Silence filled the conference room. Sarah could sense Maddie waiting for her to set the man straight.
“Trinity is real,” Sarah said to David instead. “Whoever she is, the center has her. Colonel Metting has made it clear I won’t conquer the next dream projection I follow her into without the support of your Watchers and my family to stabilize the matrix. You need to know how the center plans to use that nightmare, and me, to weaken your organization. We need each other.”
“And if the nightmare you’re so eager to dive back into gives you another command to kill?” David asked. “And next time you can’t stop yourself?”
“Then Colonel Metting will be there”—Sarah had already accepted what would have to happen if her darker impulses grew too strong for her to stop—“to neutralize the dama
ge you’ve let the center create inside of me, for good.”
“No!” Maddie’s hand clenched around Sarah’s.
Sarah pulled away. Richard grabbed both their arms, his presence calming Maddie’s confusion and Sarah’s doubts that she could see this through. The desire that had coursed between them during the vision’s kiss reached for Sarah, too, the pull of the memory stronger now that they were touching.
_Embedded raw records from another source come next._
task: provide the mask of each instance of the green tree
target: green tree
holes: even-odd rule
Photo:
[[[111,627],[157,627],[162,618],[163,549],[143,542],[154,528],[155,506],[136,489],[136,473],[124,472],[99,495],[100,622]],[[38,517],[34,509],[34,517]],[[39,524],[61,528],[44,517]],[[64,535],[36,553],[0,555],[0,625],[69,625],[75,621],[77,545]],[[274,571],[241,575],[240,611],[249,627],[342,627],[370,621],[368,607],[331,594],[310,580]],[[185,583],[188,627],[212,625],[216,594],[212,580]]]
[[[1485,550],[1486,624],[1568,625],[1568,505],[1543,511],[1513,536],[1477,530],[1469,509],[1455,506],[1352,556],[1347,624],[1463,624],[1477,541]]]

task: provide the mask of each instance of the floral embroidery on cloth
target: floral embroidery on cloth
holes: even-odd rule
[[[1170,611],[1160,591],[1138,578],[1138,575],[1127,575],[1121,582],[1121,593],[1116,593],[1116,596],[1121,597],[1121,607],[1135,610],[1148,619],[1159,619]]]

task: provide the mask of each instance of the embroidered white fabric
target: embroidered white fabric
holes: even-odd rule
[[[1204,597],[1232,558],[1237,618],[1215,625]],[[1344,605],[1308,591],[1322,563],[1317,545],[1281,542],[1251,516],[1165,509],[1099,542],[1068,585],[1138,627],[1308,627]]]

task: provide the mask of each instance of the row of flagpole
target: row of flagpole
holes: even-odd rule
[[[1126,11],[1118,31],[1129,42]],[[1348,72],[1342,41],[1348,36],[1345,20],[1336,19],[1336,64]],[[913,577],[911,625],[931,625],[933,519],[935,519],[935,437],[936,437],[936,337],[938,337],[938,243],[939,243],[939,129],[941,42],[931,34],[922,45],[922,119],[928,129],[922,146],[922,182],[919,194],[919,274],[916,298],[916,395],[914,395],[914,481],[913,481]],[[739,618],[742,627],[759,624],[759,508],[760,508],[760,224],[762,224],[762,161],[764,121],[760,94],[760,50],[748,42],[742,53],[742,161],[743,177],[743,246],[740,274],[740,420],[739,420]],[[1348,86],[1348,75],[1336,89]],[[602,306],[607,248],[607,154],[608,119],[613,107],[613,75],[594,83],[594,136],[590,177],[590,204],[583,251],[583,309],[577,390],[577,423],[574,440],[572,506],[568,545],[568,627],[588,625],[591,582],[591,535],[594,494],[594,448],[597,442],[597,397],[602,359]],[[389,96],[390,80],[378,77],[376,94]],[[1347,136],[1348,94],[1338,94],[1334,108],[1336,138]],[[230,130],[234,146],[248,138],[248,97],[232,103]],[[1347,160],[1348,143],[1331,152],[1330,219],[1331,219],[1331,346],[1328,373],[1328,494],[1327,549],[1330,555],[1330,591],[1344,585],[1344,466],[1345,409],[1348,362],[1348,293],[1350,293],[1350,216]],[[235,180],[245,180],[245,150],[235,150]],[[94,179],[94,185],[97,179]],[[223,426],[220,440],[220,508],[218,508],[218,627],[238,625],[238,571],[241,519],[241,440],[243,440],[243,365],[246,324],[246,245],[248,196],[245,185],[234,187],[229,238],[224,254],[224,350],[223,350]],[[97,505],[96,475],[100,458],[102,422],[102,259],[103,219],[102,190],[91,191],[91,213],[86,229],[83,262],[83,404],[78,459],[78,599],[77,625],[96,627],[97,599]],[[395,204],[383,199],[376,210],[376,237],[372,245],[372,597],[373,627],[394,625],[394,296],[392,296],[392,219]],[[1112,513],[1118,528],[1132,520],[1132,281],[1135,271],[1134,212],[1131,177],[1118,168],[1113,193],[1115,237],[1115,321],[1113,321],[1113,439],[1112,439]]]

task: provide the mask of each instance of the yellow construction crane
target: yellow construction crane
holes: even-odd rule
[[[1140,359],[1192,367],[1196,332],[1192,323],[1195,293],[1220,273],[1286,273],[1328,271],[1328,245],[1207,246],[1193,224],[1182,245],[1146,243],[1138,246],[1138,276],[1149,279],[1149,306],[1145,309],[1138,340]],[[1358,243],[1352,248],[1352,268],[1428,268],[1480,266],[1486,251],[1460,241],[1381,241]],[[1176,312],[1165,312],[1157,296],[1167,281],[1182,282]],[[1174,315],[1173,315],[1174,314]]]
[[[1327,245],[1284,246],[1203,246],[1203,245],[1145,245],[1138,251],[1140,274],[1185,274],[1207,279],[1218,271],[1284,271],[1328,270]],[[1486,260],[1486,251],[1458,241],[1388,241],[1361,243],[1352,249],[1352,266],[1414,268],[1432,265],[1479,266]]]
“I’ll get Sarah through the door this time,” he promised. She could sense his awareness of the turn her thoughts had taken, but he kept his warrior’s focus on the plan they’d discussed. “We’ll progress deeper into the ocean’s matrix and—”
“My sister is not going deeper into that damned dream.” Maddie confronted the holograms. “You’re panting for the chance to silence her mind for good. If things turn ugly, you’ll have your excuse. It would be a suicide mission.”
“Forcibly subduing your sister’s consciousness if necessary would be a condition I’m afraid we’d have to insist on,” Jacob said. “However, Colonel Metting wouldn’t be commanding the mission. The Watcher in charge would have to be someone we could trust to put our directives first.”
“Before my family’s well-being, you mean?” Sarah’s heart stumbled at the thought of dreaming without Richard protecting her.
The elder’s attention shifted to Richard. “Your supervision would be required in the lab, of course, to ensure the safety of the minds joined to the matrix. But another would be responsible for protecting the projection.”
“I understand.” Richard blocked what he was thinking from Sarah for the first time since her vision.
“Well, I don’t.” She needed her raven back.
No, not her raven. She needed Richard, her Watcher, still stripping away the rising screams from her ocean dream and her fear of what was happening, so she could continue standing there, confident and calm, while she gambled with her sanity. But he wasn’t there. He’d deserted her, just like before, as soon as duty required it.